Google Bard could soon become your new AI life coach

A new report claims Google is building an AI life coach to help people with their problems. But it flies in the face of warnings from Google’s own AI experts.

Google Bard could soon become your new AI life coach

Alex Blake

By August 17, 2023 3:30AM

Generative artificial intelligence (AI) tools like ChatGPT have gotten a bad rep recently, but Google is apparently trying to serve up something more positive with its next project: an AI that can offer helpful life advice to people going through tough times.
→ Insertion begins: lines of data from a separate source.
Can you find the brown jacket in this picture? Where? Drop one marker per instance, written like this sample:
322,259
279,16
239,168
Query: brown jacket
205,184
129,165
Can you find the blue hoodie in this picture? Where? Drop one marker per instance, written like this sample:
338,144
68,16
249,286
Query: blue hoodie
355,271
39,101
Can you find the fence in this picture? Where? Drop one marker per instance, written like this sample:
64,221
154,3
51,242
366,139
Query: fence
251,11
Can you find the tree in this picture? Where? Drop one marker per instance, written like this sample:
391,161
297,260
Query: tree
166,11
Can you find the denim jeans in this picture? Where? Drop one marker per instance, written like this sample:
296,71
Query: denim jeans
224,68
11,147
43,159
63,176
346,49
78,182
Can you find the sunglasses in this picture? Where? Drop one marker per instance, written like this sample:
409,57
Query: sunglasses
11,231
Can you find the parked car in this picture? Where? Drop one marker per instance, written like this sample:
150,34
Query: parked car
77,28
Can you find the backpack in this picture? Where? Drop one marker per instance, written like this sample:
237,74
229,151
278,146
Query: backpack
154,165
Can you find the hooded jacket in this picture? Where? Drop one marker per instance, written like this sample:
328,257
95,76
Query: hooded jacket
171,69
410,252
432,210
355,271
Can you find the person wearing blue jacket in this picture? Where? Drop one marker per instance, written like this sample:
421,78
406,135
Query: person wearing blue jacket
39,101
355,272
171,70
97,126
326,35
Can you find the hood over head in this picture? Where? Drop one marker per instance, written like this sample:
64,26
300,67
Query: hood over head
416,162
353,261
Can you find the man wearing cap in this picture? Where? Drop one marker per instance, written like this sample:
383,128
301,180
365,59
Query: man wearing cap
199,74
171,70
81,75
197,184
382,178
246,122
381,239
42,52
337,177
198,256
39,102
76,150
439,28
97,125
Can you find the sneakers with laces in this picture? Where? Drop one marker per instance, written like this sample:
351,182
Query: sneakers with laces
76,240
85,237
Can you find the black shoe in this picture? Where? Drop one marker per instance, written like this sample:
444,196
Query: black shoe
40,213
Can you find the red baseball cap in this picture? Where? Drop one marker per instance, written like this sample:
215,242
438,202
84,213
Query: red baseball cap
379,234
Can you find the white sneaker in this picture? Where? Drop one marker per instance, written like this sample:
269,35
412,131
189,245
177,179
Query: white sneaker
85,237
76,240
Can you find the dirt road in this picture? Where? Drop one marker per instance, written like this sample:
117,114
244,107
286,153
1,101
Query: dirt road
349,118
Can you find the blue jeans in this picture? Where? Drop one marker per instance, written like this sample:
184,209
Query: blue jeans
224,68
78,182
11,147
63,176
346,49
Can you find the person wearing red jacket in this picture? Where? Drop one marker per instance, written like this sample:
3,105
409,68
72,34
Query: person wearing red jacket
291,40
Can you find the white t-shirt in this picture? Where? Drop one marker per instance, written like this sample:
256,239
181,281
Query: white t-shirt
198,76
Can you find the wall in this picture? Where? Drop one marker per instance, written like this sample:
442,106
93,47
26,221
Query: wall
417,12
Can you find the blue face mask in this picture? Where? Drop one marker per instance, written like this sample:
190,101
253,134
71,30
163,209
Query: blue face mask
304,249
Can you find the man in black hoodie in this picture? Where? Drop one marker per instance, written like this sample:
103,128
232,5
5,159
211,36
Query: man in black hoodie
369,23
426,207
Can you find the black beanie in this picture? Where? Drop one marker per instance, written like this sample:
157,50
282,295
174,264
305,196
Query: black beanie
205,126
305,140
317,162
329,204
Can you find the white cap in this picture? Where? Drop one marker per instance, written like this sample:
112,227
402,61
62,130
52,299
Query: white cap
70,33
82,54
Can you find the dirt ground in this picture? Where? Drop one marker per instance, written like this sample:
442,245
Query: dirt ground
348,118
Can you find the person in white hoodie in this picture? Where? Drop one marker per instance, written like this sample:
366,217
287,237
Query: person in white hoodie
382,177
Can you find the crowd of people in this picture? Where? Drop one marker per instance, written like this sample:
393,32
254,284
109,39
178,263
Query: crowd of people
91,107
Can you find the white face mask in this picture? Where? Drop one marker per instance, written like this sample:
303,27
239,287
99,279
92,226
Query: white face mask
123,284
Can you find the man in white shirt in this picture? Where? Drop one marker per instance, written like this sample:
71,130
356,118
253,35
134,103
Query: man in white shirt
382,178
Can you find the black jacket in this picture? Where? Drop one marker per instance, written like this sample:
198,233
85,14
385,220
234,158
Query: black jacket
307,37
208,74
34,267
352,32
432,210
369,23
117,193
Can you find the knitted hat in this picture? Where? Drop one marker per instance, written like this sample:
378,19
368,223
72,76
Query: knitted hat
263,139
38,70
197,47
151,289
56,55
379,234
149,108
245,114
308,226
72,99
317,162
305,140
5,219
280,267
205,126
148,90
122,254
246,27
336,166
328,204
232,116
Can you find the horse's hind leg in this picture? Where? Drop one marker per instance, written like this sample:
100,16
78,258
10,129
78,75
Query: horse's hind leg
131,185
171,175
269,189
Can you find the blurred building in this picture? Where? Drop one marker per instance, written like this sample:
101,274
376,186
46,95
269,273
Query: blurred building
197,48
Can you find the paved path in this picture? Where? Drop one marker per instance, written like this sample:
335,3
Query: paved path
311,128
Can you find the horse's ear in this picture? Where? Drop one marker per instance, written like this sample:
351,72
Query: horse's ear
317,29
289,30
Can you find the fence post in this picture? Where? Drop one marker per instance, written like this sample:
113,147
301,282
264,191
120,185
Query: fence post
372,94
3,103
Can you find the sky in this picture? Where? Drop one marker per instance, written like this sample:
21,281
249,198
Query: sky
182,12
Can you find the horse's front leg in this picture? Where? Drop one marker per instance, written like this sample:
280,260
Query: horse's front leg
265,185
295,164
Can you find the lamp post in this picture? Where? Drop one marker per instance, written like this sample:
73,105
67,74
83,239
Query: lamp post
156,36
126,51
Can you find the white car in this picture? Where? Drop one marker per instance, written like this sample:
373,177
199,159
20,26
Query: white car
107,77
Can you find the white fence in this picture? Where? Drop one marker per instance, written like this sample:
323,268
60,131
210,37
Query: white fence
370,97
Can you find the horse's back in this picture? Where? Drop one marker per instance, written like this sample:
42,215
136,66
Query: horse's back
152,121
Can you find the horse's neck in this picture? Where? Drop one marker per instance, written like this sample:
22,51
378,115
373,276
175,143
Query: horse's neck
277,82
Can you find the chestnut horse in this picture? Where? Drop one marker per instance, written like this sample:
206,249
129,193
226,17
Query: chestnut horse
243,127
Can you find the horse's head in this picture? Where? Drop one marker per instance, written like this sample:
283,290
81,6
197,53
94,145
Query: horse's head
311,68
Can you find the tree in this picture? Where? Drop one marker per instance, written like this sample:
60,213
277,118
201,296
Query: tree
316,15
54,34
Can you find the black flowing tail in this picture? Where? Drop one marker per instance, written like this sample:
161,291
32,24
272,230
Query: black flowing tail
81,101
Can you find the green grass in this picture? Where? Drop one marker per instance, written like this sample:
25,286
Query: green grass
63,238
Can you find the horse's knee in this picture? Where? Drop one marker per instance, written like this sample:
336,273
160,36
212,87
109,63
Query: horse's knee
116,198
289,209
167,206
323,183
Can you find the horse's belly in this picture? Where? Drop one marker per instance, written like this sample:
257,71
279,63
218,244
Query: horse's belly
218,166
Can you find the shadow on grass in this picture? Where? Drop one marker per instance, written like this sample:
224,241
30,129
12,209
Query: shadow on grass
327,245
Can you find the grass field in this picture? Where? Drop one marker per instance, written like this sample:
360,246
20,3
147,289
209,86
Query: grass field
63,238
If a fresh report from The New York Times is to be believed, Google has been testing its AI tech with at least 21 different assignments, including “life advice, ideas, planning instructions and tutoring tips.” The work spans both professional and personal scenarios that users might encounter.

Google Bard on a green and black background.Mojahid Mottakin / Unsplash

It’s the result of Google merging its DeepMind research lab with its Brain AI team and is “indicative of the urgency of Google’s effort to propel itself to the front of the AI pack,” the report states.

According to one example cited in The Times, Google has been working on how to answer a query from a user who wants to attend a close friend’s wedding but is unable to afford the travel costs to do so.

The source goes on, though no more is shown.